Starvation as a 'weapon of war': Aid agencies warn they are at breaking pointwww.youtube.com
According to Washington Postreporting on Saturday, the "volume of aid delivered to Gaza has collapsed in recent weeks as Israeli airstrikes have targeted police officers who guard the convoys, UN officials say, exposing them to looting by criminal gangs and desperate civilians."
In a joint statement earlier this week, UN officials and outside relief agencies warned that the people of Gaza remain "in extreme peril while the world watches" from the sidelines.
"Diseases are rampant. Famine is looming. Water is at a trickle. Basic infrastructure has been decimated. Food production has come to a halt. Hospitals have turned into battlefields. One million children face daily traumas," said the statement which called for an immediate cease-fire, the release of hostages held by Hamas, and the backing of conditions that would again make humanitarian assistance possible.
Reflecting on the poll which showed a large majority of Israelis who actively oppose helping Palestinians avoid starvation, Mondoweiss columnist Jonathan Ofir said "one really has to pause here" and think about what is happening:
We are in a situation where Palestinians in Gaza are starving, people are consuming animal feed in their desperation. The week the UN’s World Food Programme reported people in Gaza are “already dying from hunger-related causes,” and a UNICEF nutrition screening in north Gaza found that 1 in 6 children under two years old are acutely malnourished. Israelis are not completely ignorant of this. They are supporting genocide by an overwhelming majority.
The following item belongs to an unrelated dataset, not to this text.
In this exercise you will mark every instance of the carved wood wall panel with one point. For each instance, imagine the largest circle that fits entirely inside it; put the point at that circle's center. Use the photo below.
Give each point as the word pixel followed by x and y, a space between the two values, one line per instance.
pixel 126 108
It is now mainstream within Israeli society to discuss from which age it is acceptable for children to be starved. A recent discussion on the mainstream public broadcaster news program reached a consensus between a former Mossad official and the veteran host that children over the age of 4 were legitimate to starve.
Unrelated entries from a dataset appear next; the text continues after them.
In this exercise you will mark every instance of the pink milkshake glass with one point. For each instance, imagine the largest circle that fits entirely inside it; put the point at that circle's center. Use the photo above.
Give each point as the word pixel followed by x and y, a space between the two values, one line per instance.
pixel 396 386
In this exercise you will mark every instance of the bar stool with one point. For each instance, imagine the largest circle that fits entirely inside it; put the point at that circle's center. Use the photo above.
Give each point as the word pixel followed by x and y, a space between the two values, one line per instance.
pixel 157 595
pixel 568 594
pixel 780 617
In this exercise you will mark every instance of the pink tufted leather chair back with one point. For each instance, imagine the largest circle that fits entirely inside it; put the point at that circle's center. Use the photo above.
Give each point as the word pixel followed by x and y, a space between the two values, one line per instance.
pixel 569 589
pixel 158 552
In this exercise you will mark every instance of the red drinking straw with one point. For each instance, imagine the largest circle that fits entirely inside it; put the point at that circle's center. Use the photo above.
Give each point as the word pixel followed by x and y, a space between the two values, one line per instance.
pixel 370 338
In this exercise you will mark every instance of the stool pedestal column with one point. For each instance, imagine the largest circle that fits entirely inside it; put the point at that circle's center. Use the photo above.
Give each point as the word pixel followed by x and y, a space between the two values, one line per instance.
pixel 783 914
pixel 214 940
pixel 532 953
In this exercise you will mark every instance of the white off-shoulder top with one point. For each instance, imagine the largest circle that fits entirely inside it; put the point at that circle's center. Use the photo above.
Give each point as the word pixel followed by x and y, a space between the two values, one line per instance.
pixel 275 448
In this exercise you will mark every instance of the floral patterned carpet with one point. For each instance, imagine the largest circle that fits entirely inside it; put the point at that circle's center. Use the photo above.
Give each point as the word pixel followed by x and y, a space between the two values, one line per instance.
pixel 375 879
Meanwhile, Palestinians in Gaza continue to speak with reporters and describe the extreme hunger and growing famine in the north.
Abu Gibril, who spoke to Agence France-Presse, explained that he was so desperate for food at the Jabalia refugee camp in northern Gaza that he slaughtered a pair of horses to feed his family.
"We had no other choice but to slaughter the horses to feed the children. Hunger is killing us," Gibril told AFP.
"My son wakes up in the morning and asks for a loaf of bread," said one mother interviewed by Al-Jazeera. "I answer him that there is none. We have nothing—nothing at all. All roads lead to death. If not killed by the Israeli bombardment, we will starve to death."